Op de archeologische beleidskaart van de gemeente Ermelo is het plangebied deels gelegen binnen een gebied met een hoge verwachting en deels met een lage verwachting. Voor een hoge verwachting geldt dat bij ruimtelijke ontwikkelingen met een verstoringsoppervlak groter dan 100 m2 en die dieper gaan dan 30 centimeter beneden maaiveld een archeologisch onderzoek verplicht is. Bij een lage verwachting is dat vanaf 5000 m2.

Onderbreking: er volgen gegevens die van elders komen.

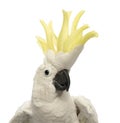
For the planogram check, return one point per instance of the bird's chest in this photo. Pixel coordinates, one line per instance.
(56, 112)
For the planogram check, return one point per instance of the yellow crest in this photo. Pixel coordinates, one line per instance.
(65, 42)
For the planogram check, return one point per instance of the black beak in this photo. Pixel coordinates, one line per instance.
(62, 80)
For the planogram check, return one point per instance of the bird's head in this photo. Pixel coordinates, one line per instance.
(60, 53)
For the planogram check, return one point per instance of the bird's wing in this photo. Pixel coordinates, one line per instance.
(23, 114)
(85, 110)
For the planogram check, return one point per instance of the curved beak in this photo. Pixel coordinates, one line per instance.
(61, 80)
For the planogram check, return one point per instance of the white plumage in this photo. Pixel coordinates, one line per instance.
(49, 106)
(51, 101)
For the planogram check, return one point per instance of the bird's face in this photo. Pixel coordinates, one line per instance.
(49, 82)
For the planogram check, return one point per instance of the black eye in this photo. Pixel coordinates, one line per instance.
(46, 72)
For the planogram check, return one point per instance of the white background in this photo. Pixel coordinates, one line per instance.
(96, 73)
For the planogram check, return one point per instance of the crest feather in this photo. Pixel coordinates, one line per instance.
(65, 42)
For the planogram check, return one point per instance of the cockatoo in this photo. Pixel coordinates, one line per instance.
(51, 101)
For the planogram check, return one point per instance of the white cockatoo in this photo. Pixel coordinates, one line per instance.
(51, 101)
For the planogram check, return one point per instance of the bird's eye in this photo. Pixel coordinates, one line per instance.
(46, 72)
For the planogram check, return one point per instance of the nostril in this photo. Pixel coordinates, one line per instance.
(62, 84)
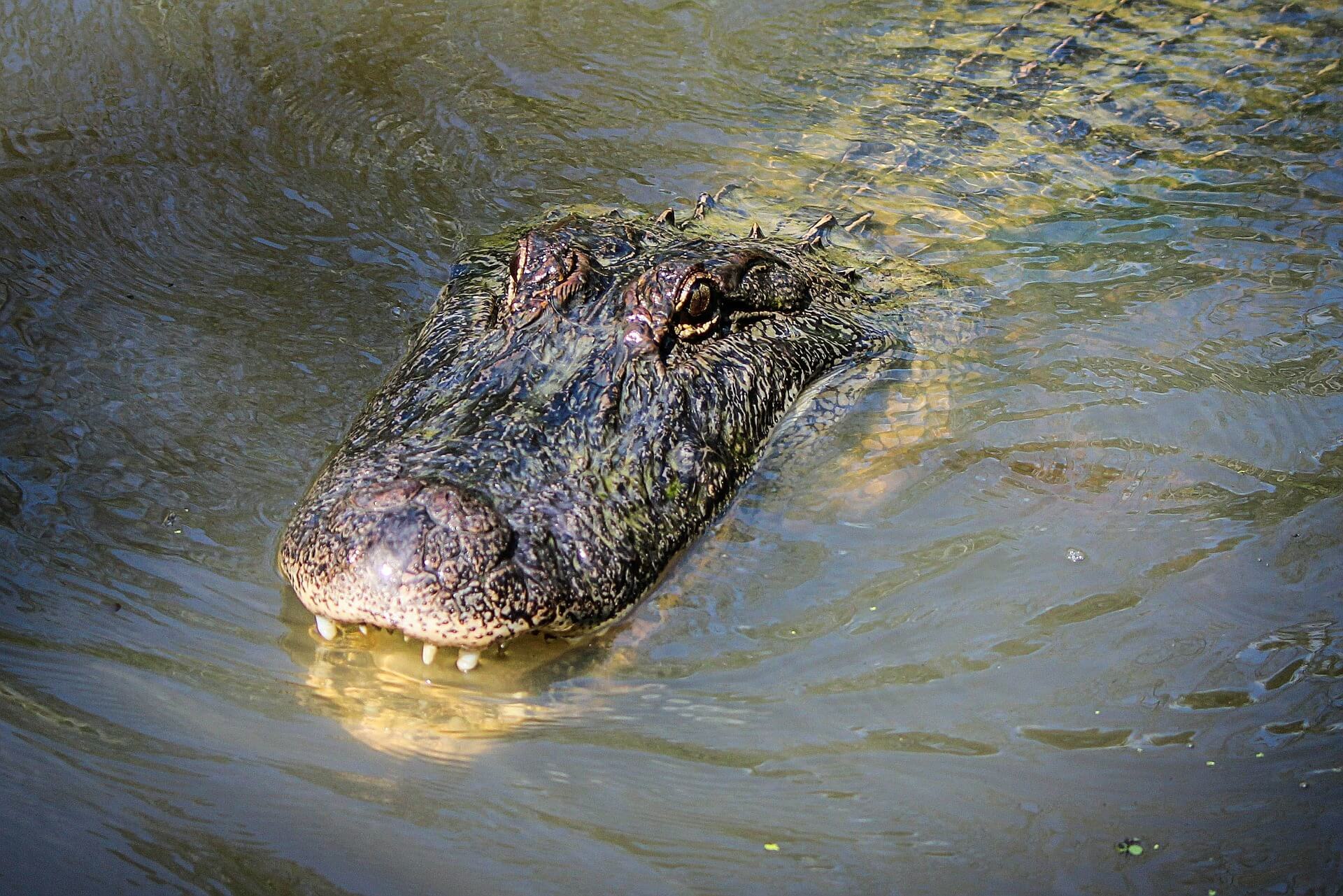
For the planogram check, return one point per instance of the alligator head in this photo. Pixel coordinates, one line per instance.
(578, 406)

Uitsnede archeologische beleidskaart gemeente Ermelo
Onderhavig plan voorziet niet in nieuwe bouwwerken Een archeologisch onderzoek is dus niet nodig.
Cultuurhistorie
Uit de verwachtingskaart erfgoed van de provincie Gelderland blijkt dat in het plangebied geen Rijksmonumenten of gemeentelijke monumenten aanwezig zijn. Ook ligt het perceel niet binnen een beschermd dorps- of stadsgezicht. Voorliggend plan zorgt dan ook niet voor een aantasting van bestaande cultuurhistorische waarden in het plangebied en omgeving.
4.3 Ecologie
Per 1 januari 2017 zijn de Flora- en faunawet, de Boswet en de Natuurbeschermingswet 1998 vervangen door de Wet natuurbescherming (Wnb). Bevoegdheden zijn met het ingaan van deze wet overgedragen van het rijk naar de provincie. In de Algemene zorgplicht (art. 1.11) wordt voorgeschreven dat nadelige gevolgen voor flora en fauna voorkomen moet worden. Het uitgangspunt van de Algemene zorgplicht is dat het doden, verwonden, verontrusten of beschadigen van flora en fauna wordt vermeden. Deze zorgplicht geldt voor iedereen. De soortenbescherming is opgedeeld in de volgende beschermingsregimes: Vogelrichtlijnsoorten (art. 3.1), Habitatrichtlijnsoorten (art. 3.5) en Andere soorten (art. 3.10). Hierin worden ook rust- en voortplantingsverblijfplaatsen en het functioneel leefgebied beschermd. Bij negatieve effecten op soorten in de specifieke soortenbescherming geldt een ontheffingsplicht. Naast de specifieke soortenbescherming kent Nederland ook gebiedsbescherming, waarbij bepaalde gebieden extra bescherming genieten. Het gaat hier hoofdzakelijk om Natura 2000- gebieden en het Natuurnetwerk Nederland en de Groene contour. In deze gebieden mogen in principe geen werkzaamheden binnen de grenzen uitgevoerd worden.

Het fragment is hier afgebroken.